Une introduction aussi intrigante que fiévreuse, et le début d’un long flash-back ponctué par la voix-off de Fédor nous racontant son chemin de croix.
Tentation
Le diable dont il sera question dans le film ne porte pas de cornes sur la tête, n’a pas non plus l’apparence d’un serpent ou d’une simple pomme.
Il est rouge.
Pair ou impair.
8 ou 16.
Roi de carreau ou Dame de Pique.
Une petite bille en métal tourne et votre sort est lancé.
Au départ, Fédor regarde le jeu d’un œil extérieur. Il observe. Analyse les codes et les habitudes : « Non que le jeu me fascinât, j’étais plutôt attiré par les joueurs. ». L’occasion pour Siodmak et son directeur de la photographie George J. Folsey de mettre en boîte un plan-séquence d’une élégance folle au timing parfait. Alors que Fédor vient d’entrer dans le casino, la caméra le quitte et parcourt la grande pièce en s’attardant quelques secondes sur des clients/joueurs tandis que la voix de Peck nous décrit en off en même temps les caractéristiques de chacun : « Le type jovial au cigare décidé ; le nerveux à la cigarette fébrile qui hantait les tables, à la recherche de la chance. Les usuriers, ces vautours infatigables repérant leurs proies à distance, menant leurs transactions assassines. ».
Un plan virtuose qui nous plonge – nous aspire, même – dans le tumulte et la fièvre du jeu. Ça grouille. Ça s’agite. Ça transpire.
« Je sentais leur fièvre me gagner, mais le mystère demeurait entier. Je n’y tins plus ! » Et le plan-séquence de se terminer lorsque Fédor cède à la tentation et bascule dans le jeu en misant sa première pièce.
Un jeu dangereux, dans lequel certain y perdent littéralement la vie, comme ce vieil homme qui, après avoir amassé un gros paquet d’argent, ne peut s’empêcher de miser la fortune qu’il vient de gagner en quelques instants pour la reperdre aussitôt et finir par se tirer une balle de pistolet devant tout le monde.
Le jeu, l’amour et le hasard
La première partie à laquelle on assiste dans le film donne le ton d’entrée. Le père d’Ava, interprété par Walter Huston, le père du cinéaste John Huston, semble en mauvaise posture dans sa partie.
Un télégramme arrive : « Grandmother condition critical… Most we can hope is few days… And possibly any minute… Deep regrets – Dr Smirnakov ».

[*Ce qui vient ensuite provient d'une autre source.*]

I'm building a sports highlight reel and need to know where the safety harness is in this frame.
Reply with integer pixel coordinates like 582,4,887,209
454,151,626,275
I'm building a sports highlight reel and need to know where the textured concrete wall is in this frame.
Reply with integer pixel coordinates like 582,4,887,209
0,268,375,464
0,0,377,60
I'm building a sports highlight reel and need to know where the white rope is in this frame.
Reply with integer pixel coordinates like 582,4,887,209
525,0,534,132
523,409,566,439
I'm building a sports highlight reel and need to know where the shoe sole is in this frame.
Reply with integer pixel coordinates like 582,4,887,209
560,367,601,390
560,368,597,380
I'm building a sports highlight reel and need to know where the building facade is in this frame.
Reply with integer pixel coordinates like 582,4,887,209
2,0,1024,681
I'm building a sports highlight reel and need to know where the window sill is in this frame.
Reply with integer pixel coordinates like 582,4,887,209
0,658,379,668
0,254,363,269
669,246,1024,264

Mauvaises nouvelles, à priori.
Apportées par Fédor lui-même à Ava qui, après avoir lu le message, semble retrouver le sourire, tout au moins le feu en elle. Elle s’empresse d’apporter le télégramme à son père, qui déclare après l’avoir lu : « Mère ! ». Et aussitôt : « Carte ! ».
Si maman est morte, c’est qu’il y a un héritage. On peut alors continuer à jouer, miser, parier.

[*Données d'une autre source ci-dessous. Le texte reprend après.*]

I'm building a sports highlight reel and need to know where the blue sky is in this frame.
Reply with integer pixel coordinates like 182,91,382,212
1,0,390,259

Bonnes nouvelles, finalement !
Si Fédor a eu le coup de foudre pour Ava, dès leur rencontre dans le train, alors qu’elle est en train de jouer aux cartes en solitaire, il pense que c’est réciproque. Mais le pauvre bougre comprendra que si elle lui a demandé de descendre du train pour la suivre, c’est parce qu’il lui portait chance : en sa présence, elle ne tirait que des bonnes cartes.

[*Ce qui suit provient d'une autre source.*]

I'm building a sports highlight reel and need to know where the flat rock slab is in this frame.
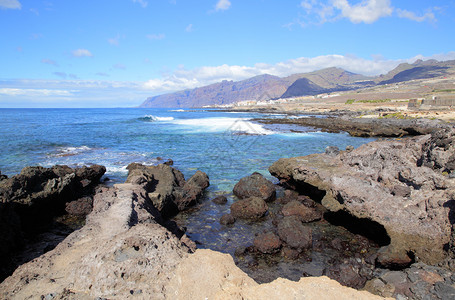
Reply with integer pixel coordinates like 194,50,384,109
269,129,455,266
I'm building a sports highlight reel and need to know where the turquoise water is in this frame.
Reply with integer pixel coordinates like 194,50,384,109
0,108,374,191
1,108,377,282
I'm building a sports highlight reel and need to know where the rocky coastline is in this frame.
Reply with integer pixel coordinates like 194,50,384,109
1,121,455,299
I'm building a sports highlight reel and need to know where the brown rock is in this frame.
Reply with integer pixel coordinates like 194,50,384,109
376,247,413,269
269,129,455,266
220,214,236,225
233,172,276,202
212,195,228,205
281,200,322,222
230,197,268,220
253,232,281,254
277,216,312,250
65,196,93,216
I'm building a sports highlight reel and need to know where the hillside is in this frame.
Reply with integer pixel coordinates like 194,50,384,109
139,59,455,108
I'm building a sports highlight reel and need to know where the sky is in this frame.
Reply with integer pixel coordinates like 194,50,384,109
0,0,454,108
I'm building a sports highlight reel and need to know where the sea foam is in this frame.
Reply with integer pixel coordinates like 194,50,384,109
141,115,175,122
170,117,274,135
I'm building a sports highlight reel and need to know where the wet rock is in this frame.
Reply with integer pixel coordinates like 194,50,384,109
230,197,268,220
376,247,413,269
277,189,299,204
65,196,93,216
233,172,276,202
325,146,340,156
269,129,455,266
220,214,236,225
212,195,228,205
281,247,300,260
281,200,321,222
277,216,312,250
325,261,367,289
253,232,281,254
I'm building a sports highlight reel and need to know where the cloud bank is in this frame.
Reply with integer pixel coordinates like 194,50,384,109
0,0,21,10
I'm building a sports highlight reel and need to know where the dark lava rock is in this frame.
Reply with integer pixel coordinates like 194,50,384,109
126,163,209,216
277,216,312,250
212,195,228,205
0,171,7,181
390,185,411,197
277,189,299,204
233,172,276,202
253,232,281,254
230,197,268,220
376,247,413,269
325,146,340,156
65,196,93,216
174,170,210,211
220,214,236,225
325,261,367,289
281,200,321,223
281,247,300,260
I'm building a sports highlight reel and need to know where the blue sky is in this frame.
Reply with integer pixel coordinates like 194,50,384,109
0,0,454,107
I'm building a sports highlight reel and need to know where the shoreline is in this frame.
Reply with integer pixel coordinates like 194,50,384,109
1,111,455,299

L’amour est un jeu pour elle, elle ne cesse de se dérober, d’ironiser, mais finira par tomber amoureuse réellement. Fédor, lui, ne peux pas tricher : « Voyez-vous, pour moi, l’écriture c’est la vie. Je ne pourrais écrire une romance sans être amoureux. Ni écrire sur le jeu sans devenir un joueur. ». Apprenant qu’Ava est promise au propriétaire du casino pour éponger les dettes de jeu de son père, Fédor va donc se mettre en tête de racheter ces dettes pour la libérer et pouvoir l’aimer. Car même l’amour se gagne.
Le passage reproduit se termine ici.